Fact

Relic Protocol's goal is not simply to prove and store facts about historical blockchain state, but to empower applications to easily access this information. Therefore, Relic Protocol uses a unique architecture that makes accessing this information simple.

Reliquary

The main component of this architecture is the Reliquary. The Reliquary is a smart contract which is responsible for storing facts, as well as controlling how facts are verified for storage.
Facts are stored in a two-tiered mapping: the first level is the account with which the fact is associated, and the second is the fact signature for that particular fact. We will talk more about this shortly.

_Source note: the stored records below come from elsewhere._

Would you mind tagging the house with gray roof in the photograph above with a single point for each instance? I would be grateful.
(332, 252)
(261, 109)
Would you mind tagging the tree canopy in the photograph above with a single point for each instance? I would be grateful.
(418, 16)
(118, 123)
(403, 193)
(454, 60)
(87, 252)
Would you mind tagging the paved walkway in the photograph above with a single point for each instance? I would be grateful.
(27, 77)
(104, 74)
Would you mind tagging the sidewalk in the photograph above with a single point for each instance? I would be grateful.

mapping(address => mapping(FactSignature => bytes)) internal provenFacts;

Accounts

Each fact is associated with an account. Items like account age or account storage data are stored in a mapping specific to that account. In this manner, it is easy to check if a certain account has already proven a piece of data.
Some facts are special and do not have an associated account. For example: Ethereum block headers do not have an associated account. These types of facts are simply associated with the null address.

Fact Signatures

To disambiguate facts in the Reliquary, each class of fact is given a unique signature. These are constructed by taking a Keccak-256 hash of parameters used to describe the fact that is stored. One byte of the 32-byte hash is then used to indicate any fees that may be associated with querying the fact.
For example, the so-called "birth block" fact which describes a past block in which the account is proven to have existed is constructed as keccak256("BirthCertificate") << 8 | 0. This indicates the fact class (BirthCertificate), fact parameters (in this case empty), and fee for querying the fact (free).

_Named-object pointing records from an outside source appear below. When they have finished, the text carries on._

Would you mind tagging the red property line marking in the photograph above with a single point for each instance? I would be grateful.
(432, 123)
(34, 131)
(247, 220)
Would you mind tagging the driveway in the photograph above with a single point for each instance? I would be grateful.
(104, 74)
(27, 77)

A more complicated example is a storage slot fact, which is parametrized by the block and storage slot. The signature in this case is keccak256("StorageSlot", slot, blockNumber) << 8 | 0. This indicates the fact class (AccountStorage), fact parameters (the storage slot and the block number), and again no fee for querying.

Of course, developers are not expected to handle this logic themselves for constructing these signatures, instead they can use the Relic Protocol SDK to handle the details on Solidity or in TypeScript.

Fact Data

Each fact has additional data associated with it. At minimum, this data is simply the unique identifier of the prover responsible for proving the fact and storing it in the Reliquary. However, additional data may be stored depending on the type of fact. For example: account age facts store the block number and block timestamp of the corresponding block, meanwhile storage slot facts store the value contained in the storage slot.

Because the data stored varies so greatly, there is no universal way to interpret it. Instead, functions are provided by the SDK which can assist with extracting the values contained in the Reliquary. For example, the BirthCertificateVerifier contract contains functions to retrieve the unpacked block number and timestamp associated with the account. As storage slot facts contain the raw storage slot data, their interpretation depends on the contract from which the data was retrieved.

Some facts contain no extra data. For example, AccountStorage provers will create a fact parametrized by the block number and storage root, but will not store any additional data. These facts can be used to verify data sent on chain very efficiently: if an AccountStorage fact with a specific block number and storage root exist, we know those pieces of information were proven.

Proving Facts

The actual proof of each fact is performed using a combination of Merkle-Patricia Trie proofs and the block headers proven and stored by Relic Protocol. Most proofs follow the format that is obtained from a normal Ethereum node, however, Relic Protocol's Client SDK provides easy interfaces to create these proofs.

Facts can be proven by interfacing directly with the provers, which is facilitated by the Client SDK. However, depending on the circumstances there may be efficiency gains by instead having a dApp call the proof. This is especially true for ephemeral facts.

It is possible to re-prove data for an existing fact. The details depend on the specific prover, but in most cases even if data for a particular account and fact signature already exist, a request to re-prove that data will succeed. This may be done for a couple of reasons: it’s possible the original prover used to store the fact signature was deemed untrustworthy, and so a user wishes to prove it with a better one; or the user may wish to refine an existing proof, perhaps a user had proven they owned at least one of a token, but wishes to refine this to state they owned at least 10.

Ephemeral Facts

While the Reliquary enabled facts to be stored for future use, in many instances this is not ideal. Storing facts requires at least one, and possibly more storage slot writes, each costing 20k gas. For simple use cases wishing to be as efficient as possible and when it is unlikely a proof will be redone, Relic Protocol enables a fact to be proven without being stored. To make use of ephemeral facts, a dApp can simply accept the proof data as an argument and use Relic Protocol to verify the proof.

Querying Facts

To retrieve facts stored in the Reliquary, there are a few helper functions provided by the Relic Protocol Solidity SDK. As discussed earlier, facts have an account and a fact signature associated with them, and therefore both of those are required to query facts. Fact retrieval requires much less gas than the initial proof, making commonly accessed pieces of data such as account age very simple to query.

The main functions provided by the SDK for querying data are VerifyFact which will return any data associated with a fact, assuming it exists; and VerifyFactVersion which will simply return the prover ID used to prove the fact, assuming it exists.